The NCBIfam collection in CDD is a set of models derived from HMMs that have been developed for improving the annotation of bacterial genomes. Currently, CDD excludes NCBIfam models that were built to identify proteins involved in antimicrobial resistance, due to their narrow scope.

Table 1 shows the 20 largest classifications for common and functionally diverse domain families that have recently been updated or added to CDD. In total, over 4,700 models curated by the CDD group have been newly published or updated since CDD release v3.16. At the time of the CDD v3.17 release, CDD annotated about 85% of the sequences in the Entrez/protein database (excluding sequences from environmental sampling). CDD also covered about 94% of the protein sequences (longer than 30 residues) derived from protein 3-dimensional structures as provided via MMDB. CDD curation staff monitors structure-derived sequences that do not yet have coverage in CDD for novel protein domain families with wide taxonomic distribution and generates corresponding domain family models de novo.

Table 1.

The largest domain family hierarchies created or updated since CDD release v3.16

Root models Name
cd14964 589 Seven-transmembrane G protein-coupled receptor superfamily
cd00196 315 Beta-grasp ubiquitin-like fold
cd01165 242 BTB/POZ domain superfamily
cd00083 202 basic Helix Loop Helix (bHLH) domain superfamily
cd01391 192 Type 1 periplasmic binding fold superfamily
cd06174 187 Major Facilitator Superfamily
cd14494 172 Cys-based protein tyrosine phosphatase and dual-specificity phosphatase superfamily
cd17912 169 N-terminal helicase domain of the DEAD-box helicase superfamily
cd09852 137 PIN (PilT N terminus) domain superfamily
cd02208 113 RmlC-like cupin superfamily
cd00021 97 B-box-type zinc finger superfamily
cd06660 96 Aldo-keto reductase (AKR) superfamily
cd14733 93 BACK (BTB and C-terminal Kelch) domain
cd08161 86 SET (Su(var)3–9, Enhancer-of-zeste, Trithorax) domain superfamily
cd04433 85 Adenylate forming domain, Class I superfamily
cd03873 82 Zinc peptidases M18, M20, M28, and M42
cd00156 82 phosphoacceptor receiver (REC) domain of response regulators/pseudo response regulators
cd16961 77 Type I restriction-modification system specificity (S) subunit Target Recognition Domain
cd07346 75 Six-transmembrane helical domain of the ATP-binding cassette transporters
cd00172 74 SERine Proteinase INhibitors (serpin) family
cd00301 71 lipocalin/cytosolic fatty acid-binding protein family
cd00048 69 double-stranded RNA binding motif (DSRM) superfamily

The table lists the root node of each hierarchy, the number of models in the hierarchy (including the root node and intermediate nodes if present), and the name of the protein domain (super)family.

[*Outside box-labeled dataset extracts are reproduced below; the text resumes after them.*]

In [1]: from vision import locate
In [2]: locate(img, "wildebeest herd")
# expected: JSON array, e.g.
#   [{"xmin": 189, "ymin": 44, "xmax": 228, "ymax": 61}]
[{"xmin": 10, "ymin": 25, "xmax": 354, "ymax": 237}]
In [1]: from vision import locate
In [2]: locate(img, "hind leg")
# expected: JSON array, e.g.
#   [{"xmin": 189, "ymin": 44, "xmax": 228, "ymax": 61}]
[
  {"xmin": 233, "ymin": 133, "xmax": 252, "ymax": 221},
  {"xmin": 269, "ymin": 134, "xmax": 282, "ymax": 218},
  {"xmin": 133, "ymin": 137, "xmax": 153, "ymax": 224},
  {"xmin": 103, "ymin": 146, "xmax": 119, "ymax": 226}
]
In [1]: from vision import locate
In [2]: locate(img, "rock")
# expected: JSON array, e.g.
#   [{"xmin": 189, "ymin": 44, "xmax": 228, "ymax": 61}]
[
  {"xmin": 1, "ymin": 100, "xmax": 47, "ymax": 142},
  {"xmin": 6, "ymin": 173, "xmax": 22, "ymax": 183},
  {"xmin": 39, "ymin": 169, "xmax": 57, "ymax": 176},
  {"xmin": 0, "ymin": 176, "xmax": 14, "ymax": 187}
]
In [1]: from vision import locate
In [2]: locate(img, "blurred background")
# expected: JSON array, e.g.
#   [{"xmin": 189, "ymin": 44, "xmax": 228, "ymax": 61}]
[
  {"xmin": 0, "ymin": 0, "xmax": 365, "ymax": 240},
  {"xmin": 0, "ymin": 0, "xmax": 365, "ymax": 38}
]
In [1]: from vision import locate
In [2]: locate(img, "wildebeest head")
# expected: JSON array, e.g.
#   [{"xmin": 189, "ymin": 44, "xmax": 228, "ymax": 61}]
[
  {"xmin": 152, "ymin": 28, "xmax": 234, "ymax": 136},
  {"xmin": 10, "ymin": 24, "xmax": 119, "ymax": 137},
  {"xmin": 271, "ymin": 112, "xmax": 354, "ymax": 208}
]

For CDD v3.18, a total of 33 980 site annotations are available on 12 418 out of 16 069 CDD staff-curated domain models. Sequence patterns have been recorded for 3250 of these site annotations, so that pattern matches determine whether a site annotation is being mapped onto a query sequence.

SPARCLE

Protein domain architectures can be defined as a sequential (N- to C-terminal) list of one or more domain footprints annotated on a protein sequence. In CDD, we distinguish between superfamily architectures (where hits to several different models that are redundant or related to each other are treated as the same superfamily hit) and specific or subfamily domain architectures (SDAs), where high-confidence (specific) domain annotation is taken into consideration. The CDART (Conserved Domain Architecture Retrieval Tool) service (9) groups proteins in the Entrez database by common domain superfamily architecture. SPARCLE for ‘Subfamily Protein Architecture Labeling Engine’, on the other hand, groups proteins by SDA, and we have engaged in a curation effort that reviews SDAs that are well-represented in the protein sequence collection and associates them with protein name suggestions and short functional descriptions. To date, CDD curators have assigned names and functional labels to ∼25 000 SDAs, with a focus on SDAs common in bacterial genomes. A publicly accessible Entrez database supports text queries and points to summary information for SDAs as well as links to other databases, most importantly the NCBI protein collection.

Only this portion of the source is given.